Everything is awesome! Well, those two articles were from January 2015. Let’s see what’s happening now.
This is from UK Telegraph:
Greece’s “war cabinet” has resolved to defy the European creditor powers after a nine-hour meeting on Sunday, ensuring a crescendo of brinkmanship as the increasingly bitter fight comes to a head this month.
Premier Alexis Tsipras and the leading figures of his Syriza movement agreed to defend their “red lines” on pensions and collective bargaining and prepare for battle whatever the consequences, deeming the olive-branch policy of recent weeks to have reached a dead end.
“We have agreed on a tougher strategy to stop making compromises.

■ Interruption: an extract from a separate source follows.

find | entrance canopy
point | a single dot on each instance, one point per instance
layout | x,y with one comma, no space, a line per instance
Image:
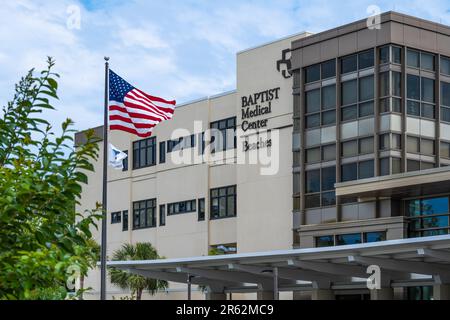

We were unified and we have a spring our step once again,” said one participant.
The Syriza government knows that this an extremely high-risk strategy. The Greek treasury is already empty and emergency funds seized from local authorities and state entities will soon run out.
Greece’s mayors warned over the weekend that they would not release any more funds to the central government. The Greek finance ministry must pay the International Monetary Fund €750m (£544m) on Tuesday, the first of an escalating set of deadlines running into August.
“We have enough money to pay the IMF this week but not enough to get through to the end of the month. We all know that,” said one minister, speaking to The Telegraph immediately after the emotional conclave.
If there’s one thing that makes me feel better about all the crap that is happening in this world, it’s the wonderful truth that eventually, bad economics meets with reality. You can imagine anything you want today that makes you feel good, and imagine that it will all be paid for somehow in the future. I really like it when people who don’t have any money make these elaborate future plans and then bet their futures on it. Because when reality comes, we all find out that there is justice in the world after all. There is no path to prosperity that involves doing whatever you want and being happy all the time – that is a myth that children have about life. Anyway, pass me the popcorn and let’s see how the Peter Pan plans of these inexperienced children work out. We won’t have to wait long. Mmm, this popcorn tastes schadenfreudelicious.